Glücklicherweise habe ich heute morgen zufällig einen Pot-au-feu vorbereitet, damit ich heute abend nicht mehr zu kochen brauche. Wir wärmen es
auf, sobald das Feuer ein bißchen heruntergebrannt ist. Es hat keinen Zweck,
den Topf aufzusetzen, bevor wir nicht ein anständiges Kohlenbett haben. Ich
hoffe, Sie mögen Kermesbeeren? Man kann die Pflanze ohne Gefahr verzehren,
solange man nur die jungen Triebe nimmt, und darauf achte ich immer sehr
sorgfältig.«
»Außerordentlich klug von Ihnen«, sagte
Peter. Er fragte sich, ob der Binksche Apfelschnaps oder Slibowitz nicht
vielleicht auch Kermesbeere enthielt. »Wäre es sehr unhöflich von mir zu
fragen, was Sie veranlaßt hat, sich dieser — eh — alternativen Lebensweise
zuzuwenden?«
»Ganz und gar nicht. Ich habe es getan,
weil ich ein Leben in Kontemplation und Abgeschiedenheit vorziehe, und weil ich
für ein anderes Leben zu arm war. Von der Wohlfahrt zu leben oder irgendeine
Arbeit anzunehmen, die mir nicht liegt, lehne ich entschieden ab. Außerdem ist
es eine Möglichkeit, meinen Erbanspruch zu dokumentieren. Vermutlich haben Sie
von dem bizarren Ende meines Großvaters gehört, vor zehn Jahren waren ja
sämtliche Zeitungen voll davon. Ich will Ihnen offen gestehen, daß ich absolut
sicher bin, daß mein Großvater tot ist. Meiner Meinung nach war der arme alte
Kerl völlig überkandidelt, und der sogenannte Wissenschaftler, der ihn zu
diesem Experiment überredet hat, war in meinen Augen ein Mörder. Inzwischen ist
der Mann selbst gestorben, daher werden Sie meine Worte sicherlich ein wenig
hart finden. Man hat ihn in einem Kühlschrank drüben in Lumpkinton gefunden.

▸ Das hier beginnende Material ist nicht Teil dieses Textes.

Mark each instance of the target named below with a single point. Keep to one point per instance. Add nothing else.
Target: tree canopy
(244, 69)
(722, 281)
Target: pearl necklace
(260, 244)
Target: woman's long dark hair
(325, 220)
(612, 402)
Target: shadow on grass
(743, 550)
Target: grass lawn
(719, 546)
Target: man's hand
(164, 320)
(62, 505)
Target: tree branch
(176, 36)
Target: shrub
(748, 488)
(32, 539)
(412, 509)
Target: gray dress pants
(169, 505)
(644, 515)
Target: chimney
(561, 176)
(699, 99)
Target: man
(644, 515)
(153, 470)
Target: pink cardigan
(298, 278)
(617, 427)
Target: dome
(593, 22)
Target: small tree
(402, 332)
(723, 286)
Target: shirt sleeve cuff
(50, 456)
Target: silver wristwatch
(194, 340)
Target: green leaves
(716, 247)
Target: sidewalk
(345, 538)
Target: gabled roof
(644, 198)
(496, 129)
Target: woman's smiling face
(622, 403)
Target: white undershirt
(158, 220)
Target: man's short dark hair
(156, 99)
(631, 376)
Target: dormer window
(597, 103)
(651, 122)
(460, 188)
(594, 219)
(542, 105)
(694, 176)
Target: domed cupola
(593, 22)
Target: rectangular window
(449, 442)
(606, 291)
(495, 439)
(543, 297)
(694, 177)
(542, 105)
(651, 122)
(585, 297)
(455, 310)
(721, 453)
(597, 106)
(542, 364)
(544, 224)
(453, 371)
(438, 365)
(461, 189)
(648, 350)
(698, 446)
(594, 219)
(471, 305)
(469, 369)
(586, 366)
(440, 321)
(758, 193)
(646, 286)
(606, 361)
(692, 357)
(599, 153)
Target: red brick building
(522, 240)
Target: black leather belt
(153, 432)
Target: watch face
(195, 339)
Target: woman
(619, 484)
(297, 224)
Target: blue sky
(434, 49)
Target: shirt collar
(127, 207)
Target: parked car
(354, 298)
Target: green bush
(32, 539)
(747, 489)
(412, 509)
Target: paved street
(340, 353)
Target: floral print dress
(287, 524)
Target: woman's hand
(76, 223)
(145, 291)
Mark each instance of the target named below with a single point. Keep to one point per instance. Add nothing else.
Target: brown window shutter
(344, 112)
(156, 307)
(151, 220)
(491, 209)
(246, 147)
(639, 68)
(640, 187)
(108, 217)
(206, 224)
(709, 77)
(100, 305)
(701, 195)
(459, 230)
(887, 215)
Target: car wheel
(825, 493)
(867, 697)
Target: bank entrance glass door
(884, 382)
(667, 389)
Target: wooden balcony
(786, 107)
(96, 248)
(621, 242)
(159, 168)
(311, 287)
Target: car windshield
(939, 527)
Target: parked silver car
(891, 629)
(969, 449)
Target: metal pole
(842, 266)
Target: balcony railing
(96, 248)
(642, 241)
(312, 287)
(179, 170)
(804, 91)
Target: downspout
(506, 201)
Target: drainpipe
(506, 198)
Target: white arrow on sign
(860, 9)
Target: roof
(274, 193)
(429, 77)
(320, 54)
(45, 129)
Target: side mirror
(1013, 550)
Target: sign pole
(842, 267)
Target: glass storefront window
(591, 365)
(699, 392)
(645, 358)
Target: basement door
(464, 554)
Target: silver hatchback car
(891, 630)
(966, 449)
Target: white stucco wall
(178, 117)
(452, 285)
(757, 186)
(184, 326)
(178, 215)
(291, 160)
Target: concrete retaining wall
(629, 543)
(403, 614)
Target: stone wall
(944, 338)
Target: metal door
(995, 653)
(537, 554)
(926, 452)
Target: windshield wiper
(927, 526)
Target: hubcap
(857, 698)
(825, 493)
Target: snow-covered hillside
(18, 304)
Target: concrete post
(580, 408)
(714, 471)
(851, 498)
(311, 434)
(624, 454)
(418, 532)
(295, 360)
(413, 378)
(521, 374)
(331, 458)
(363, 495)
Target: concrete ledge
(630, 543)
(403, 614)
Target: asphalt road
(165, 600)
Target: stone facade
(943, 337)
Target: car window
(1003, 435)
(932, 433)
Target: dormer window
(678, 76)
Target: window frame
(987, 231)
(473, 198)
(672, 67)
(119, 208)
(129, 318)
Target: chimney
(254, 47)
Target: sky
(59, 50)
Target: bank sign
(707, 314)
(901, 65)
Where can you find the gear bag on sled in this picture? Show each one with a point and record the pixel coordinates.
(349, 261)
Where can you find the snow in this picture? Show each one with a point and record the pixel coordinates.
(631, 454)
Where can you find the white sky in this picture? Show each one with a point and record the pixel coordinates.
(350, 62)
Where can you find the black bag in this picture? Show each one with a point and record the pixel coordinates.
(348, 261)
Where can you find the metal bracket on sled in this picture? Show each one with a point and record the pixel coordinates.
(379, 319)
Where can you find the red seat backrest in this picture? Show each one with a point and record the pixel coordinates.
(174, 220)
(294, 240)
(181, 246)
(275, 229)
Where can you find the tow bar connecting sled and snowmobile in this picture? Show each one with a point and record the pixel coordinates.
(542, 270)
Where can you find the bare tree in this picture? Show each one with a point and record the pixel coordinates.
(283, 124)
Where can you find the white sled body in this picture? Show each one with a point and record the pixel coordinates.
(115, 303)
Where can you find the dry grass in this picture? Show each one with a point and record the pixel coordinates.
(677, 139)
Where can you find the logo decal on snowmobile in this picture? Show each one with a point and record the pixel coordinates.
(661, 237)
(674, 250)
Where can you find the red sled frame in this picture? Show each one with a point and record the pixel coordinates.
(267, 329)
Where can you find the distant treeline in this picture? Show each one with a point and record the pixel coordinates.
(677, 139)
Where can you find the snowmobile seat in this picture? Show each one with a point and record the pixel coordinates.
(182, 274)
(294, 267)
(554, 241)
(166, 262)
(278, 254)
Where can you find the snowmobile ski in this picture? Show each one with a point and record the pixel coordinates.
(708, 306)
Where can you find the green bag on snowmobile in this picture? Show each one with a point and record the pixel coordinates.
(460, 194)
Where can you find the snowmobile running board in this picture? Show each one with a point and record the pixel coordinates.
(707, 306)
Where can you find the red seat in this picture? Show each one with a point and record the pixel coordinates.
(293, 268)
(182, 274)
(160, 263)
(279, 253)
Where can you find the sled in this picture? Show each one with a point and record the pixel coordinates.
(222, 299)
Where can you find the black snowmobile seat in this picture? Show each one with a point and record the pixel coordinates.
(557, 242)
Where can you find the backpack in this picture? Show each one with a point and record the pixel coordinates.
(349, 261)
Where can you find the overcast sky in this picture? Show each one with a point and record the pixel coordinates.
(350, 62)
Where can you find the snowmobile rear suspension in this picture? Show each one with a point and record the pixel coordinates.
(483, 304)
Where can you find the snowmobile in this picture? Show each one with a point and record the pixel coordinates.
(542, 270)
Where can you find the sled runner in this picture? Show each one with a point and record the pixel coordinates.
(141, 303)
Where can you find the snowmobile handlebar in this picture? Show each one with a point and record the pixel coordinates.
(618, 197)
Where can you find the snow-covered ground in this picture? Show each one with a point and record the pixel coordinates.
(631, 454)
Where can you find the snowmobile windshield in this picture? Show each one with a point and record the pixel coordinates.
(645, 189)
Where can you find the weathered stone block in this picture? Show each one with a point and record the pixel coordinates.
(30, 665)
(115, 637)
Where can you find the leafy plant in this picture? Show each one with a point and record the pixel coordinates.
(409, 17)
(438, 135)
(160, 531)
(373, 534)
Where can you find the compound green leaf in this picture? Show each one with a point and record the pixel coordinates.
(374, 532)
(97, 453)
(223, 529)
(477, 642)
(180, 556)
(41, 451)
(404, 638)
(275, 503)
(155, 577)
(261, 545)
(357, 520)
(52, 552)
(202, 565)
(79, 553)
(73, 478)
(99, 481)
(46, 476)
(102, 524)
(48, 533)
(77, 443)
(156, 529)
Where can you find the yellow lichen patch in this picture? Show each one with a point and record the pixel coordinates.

Vielleicht haben Sie davon gehört? Er war völlig von Kugeln durchlöchert.«
»Ich erinnere mich, daß unser
Polizeichef Ottermole den Fall einmal erwähnt hat«, sagte Peter. »Ich wußte
allerdings nicht, daß der Tote der Mann war, der Ihren Großvater eingefroren
hat. Polizeichef Olson hielt das Ganze für Selbstmord, wenn ich mich nicht
irre.«
Miss Binks stieß ein ausgesprochen
verächtliches Schnauben aus. »Ich war schon immer der Meinung, daß Olsons Frau
dahintersteckte. Sie ist selbst eine Binks, wenn auch nur um etliche Ecken, was
kaum die Arroganz rechtfertigte, die sie an den Tag zu legen pflegte, bevor
Großvater unseren Namen so schändlich der Lächerlichkeit preisgegeben hat. Ich
kann verstehen, daß sie ihren Mann überredet hat, den Fall diskret zu
behandeln, bevor die Zeitungen Wind vom Zusammenhang mit den Binks bekamen,
auch wenn ich der Meinung bin, daß sie damals ihre Kompetenzen ziemlich überschritten
hat. Ich selbst bin die einzige Binks aus der direkten Linie.«
»Dann hatten Sie also — eh — gewisse
Erwartungen?«
»Große Erwartungen, Professor.
Großvater hat es mir selbst zugesagt, bevor er sich mit diesen
Tiefkühlfanatikern eingelassen hat. Nach dem jetzigen Stand der Dinge kann das
Testament erst eröffnet und rechtwirksam werden, wenn er offiziell für tot
erklärt ist. Diese Information habe ich teuer bezahlen müssen. Die
Gerichtskosten können einen Menschen noch genauso in den Ruin treiben wie eh
und je. Ich hätte an Dickens und Trollope denken sollen.«
Sie schüttelte sich ausgiebig, wie ein
Hund, der gerade aus dem Wasser kommt. »Tja, aus und vorbei, nichts zu machen.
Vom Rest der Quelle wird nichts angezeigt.